The Story of the Bible - A Review


            If you have ever wondered about the origins of the Bible, and about the history of its text, then you should read Larry Stone’s 2010 book The Story of the Bible.  In nine chapters, Stone reviews the Bible’s languages, the historical backgrounds of its books, and – of special importance to students of textual criticism – its transmission.  The Story of the Bible features pouch-pages containing 23 removable full-size, full-color facsimiles of pages from important manuscripts and printed Bibles, including the following:
            Papyrus 46:  the last page of Ephesians and the first page of Galatians
            Codex Vaticanus:  the last page of Second Thessalonians and the first page of Hebrews
            Codex Sinaiticus:  the last page of Luke
            The Lindisfarne Gospels:  the first page of text of Matthew
            The Winchester Bible:  the first page of Genesis
            William Tyndale’s 1526 English New Testament:  the last page of Luke and the first page of the Gospel of John, and  
            The 1611 King James Version:  frontispiece.

            In addition to the removable facsimiles, the text of The Story of the Bible is generously supplemented by photographs of sample-pages of a variety of manuscripts, including the Aleppo Codex and the Book of Kells.  While less sumptuous than some other books about manuscripts (such as Illuminated Manuscripts – Masterpieces of the J. Paul Getty Museum), the pictures in The Story of the Bible represent a wide range in terms of manuscript’s ages and locales.
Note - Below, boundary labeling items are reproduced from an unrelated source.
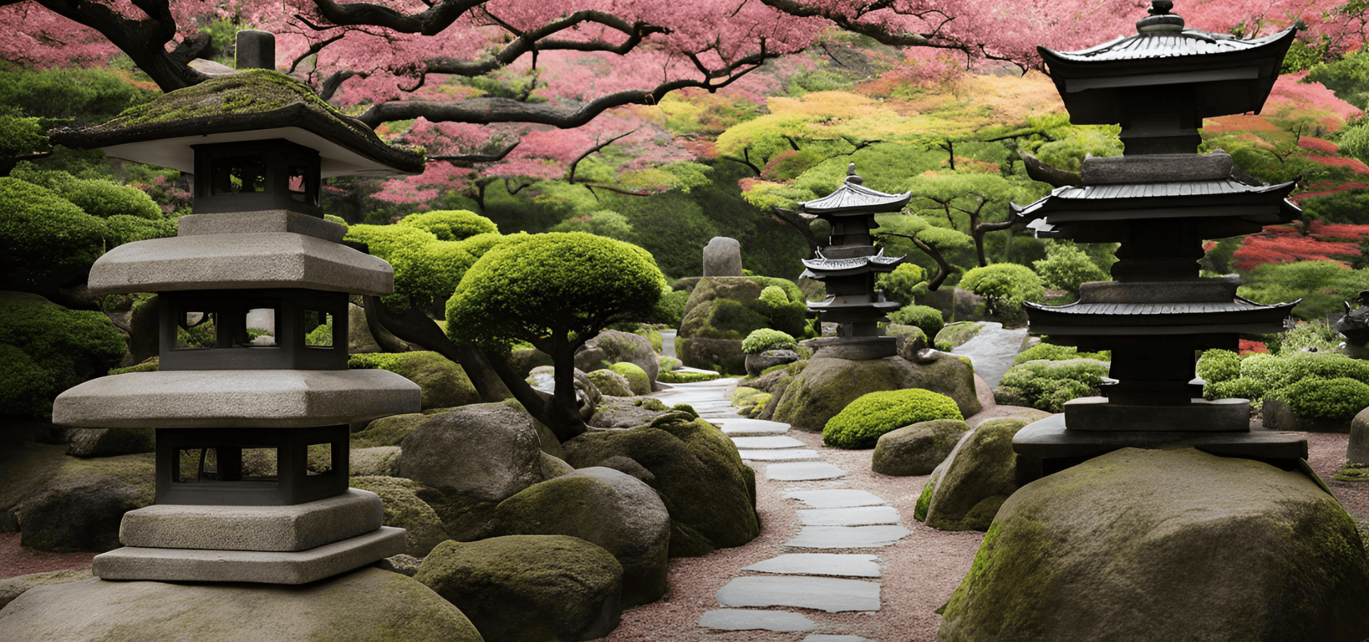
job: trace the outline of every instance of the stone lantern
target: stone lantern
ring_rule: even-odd
[[[319,189],[331,175],[418,172],[423,159],[274,71],[260,31],[244,38],[253,47],[240,52],[263,59],[240,67],[267,68],[52,136],[194,174],[177,237],[120,245],[90,270],[92,293],[157,293],[160,370],[53,404],[55,423],[156,428],[156,504],[125,515],[126,546],[93,563],[104,579],[304,583],[404,552],[379,498],[348,487],[348,424],[420,408],[408,379],[348,370],[348,296],[389,294],[393,271],[342,245]],[[260,312],[275,319],[268,335],[248,327]]]
[[[832,226],[831,238],[817,257],[804,260],[808,274],[821,281],[828,293],[827,298],[809,303],[808,309],[817,313],[819,322],[836,323],[836,337],[805,342],[817,356],[871,360],[897,353],[895,337],[886,337],[879,323],[904,304],[886,301],[875,289],[875,275],[894,271],[904,257],[884,256],[884,249],[871,241],[869,230],[879,227],[876,214],[901,211],[910,196],[886,194],[862,183],[852,163],[836,192],[798,204],[801,212]]]
[[[1029,330],[1053,342],[1112,350],[1105,397],[1017,433],[1025,478],[1124,446],[1188,445],[1294,465],[1296,435],[1250,431],[1249,400],[1203,400],[1194,353],[1235,350],[1238,338],[1283,330],[1298,301],[1261,305],[1233,279],[1199,278],[1203,240],[1259,231],[1301,211],[1294,183],[1261,185],[1231,156],[1198,155],[1203,118],[1258,112],[1295,29],[1242,40],[1184,29],[1155,0],[1135,36],[1077,52],[1040,48],[1076,125],[1120,123],[1125,153],[1088,157],[1082,185],[1064,186],[1013,216],[1038,238],[1118,242],[1114,281],[1084,283],[1068,305],[1027,304]],[[1035,467],[1035,470],[1031,470]]]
            At the website www.storyofbible.com visitors can not only learn about Stone’s book but also learn more about the manuscripts, translations, and media that are featured in it, ranging from the Great Isaiah Scroll to The Devil’s Bible (Codex Gigas) to The Jesus Film.  There is also a special section that presents over 100 selected excerpts from the KJV.  A YouTube video tells more about the book, with some comments from the author.
            Not everything in Stone’s book can be relied upon.  He unfortunately repeats the false story that says that Erasmus made a rash promise to include the Comma Johanneum if a Greek manuscript could be found that had it in the text of First John.  In a section that focuses on the Greek New Testament and Textual Criticism (pages 66-67), Stone is guilty of spreading a misimpression about Mark 16:9-20, stating that this passage is missing not only in Vaticanus and Sinaiticus but also in “other very old manuscripts,” which is not the case.  He also perpetuates Neil Lightfoot’s grossly inaccurate method of counting textual variants:  “‘if one slight variant were to occur in 4,000 different manuscripts, this would amount to 4,000’ variations.” 
            Stone also does a disservice to scholars such as Bengel and Bentley (to say nothing of Reformation-era researchers such as Zegers) when he writes that “Not until the nineteenth century did scholars begin making judgments on which reading was “best.””  Also, in a section about Constantine von Tischendorf, Stone repeats the highly dubious story that Tischendorf spread (but which the monks of Saint Catherine’s Monastery deny) about how he found parchment leaves of Codex Sinaiticus “in a basket of manuscripts used for kindling to light fires.”  These errors – no doubt the result of dependence upon inaccurate sources – are comparable to a few counterfeit coins in the midst of a treasure-chest filled with valuable information.
            The Story of the Bible’s website should be updated about the Book of Kells:  although Stone says at the website that “As far as I know, Ireland’s finest national treasure [the Book of Kells] is not online in its entirety,” the situation has changed, and now each extant page of the Book of Kells can be viewed at the Trinity College Dublin website.          
            The Story of the Bible closes with a short but stirring chapter about Bible-distribution efforts by missionaries, Bible societies, and Bible translators.  May The Story of the Bible inspire its readers to not only vigilantly guard the text of the Bible and its message, but also to continue to take the gospel into all the world.